Monday, May 18, 2026 - 11:48 pm PT

The first alarm went off at 5AM. The sound of snow falling on the tent was there, but lighter than the last few days. We spent the next hour paying attention to the weather to see how the winds and snow progressed, and they seemed to stay the same. By 7AM the stoves were rolling and the plan was to move uphill if weather didn't get much worse. The light snowfall and dense clouds lingered, but winds remained calm at camp. By 10:30 we had torn down camp and began our way up Ski Hill in the light snow and clouds. As we made our way through the first few stretches the sun would occasionally try to peak out, but sooner rather than later the clouds rolled in, snowfall picked up, and visibility was reduced to a whiteout. This continued all the way past our cache before the skies broke again. After a tough day, we finally rolled into 11 camp where we found our RMI cohorts, and set up camp right below them. The long day was wrapped up with some ramen, and a little bit of wall building to prep for the next incoming storm. 

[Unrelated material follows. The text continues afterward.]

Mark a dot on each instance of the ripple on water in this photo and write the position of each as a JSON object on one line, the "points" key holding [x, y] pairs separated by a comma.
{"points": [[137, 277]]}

We are hunkered down and now set to face the storm, or back carry, whatever weather brings.

RMI Guide Nikki Champion

Leave a Comment For the Team (2)

Lovely photo of the team. Slow and steady as she goes- stay safe.
Heatwave due here in Ireland - UK already in the grip of one -expected to reach 33deg next week.  Wishing you all a safe path to the eventually summit. God will you on safely.  Oliver love and hugs- in our daily thoughts and prayers. Mam and Dad

Posted by: Olive & John Blackwell on 5/22/2026 at 8:04 am

The Taos Ski Valley Team sends their love and thoughts of warmth and the open sunshiny days of New Mexico. Good luck to you all, especially Jeff Moses!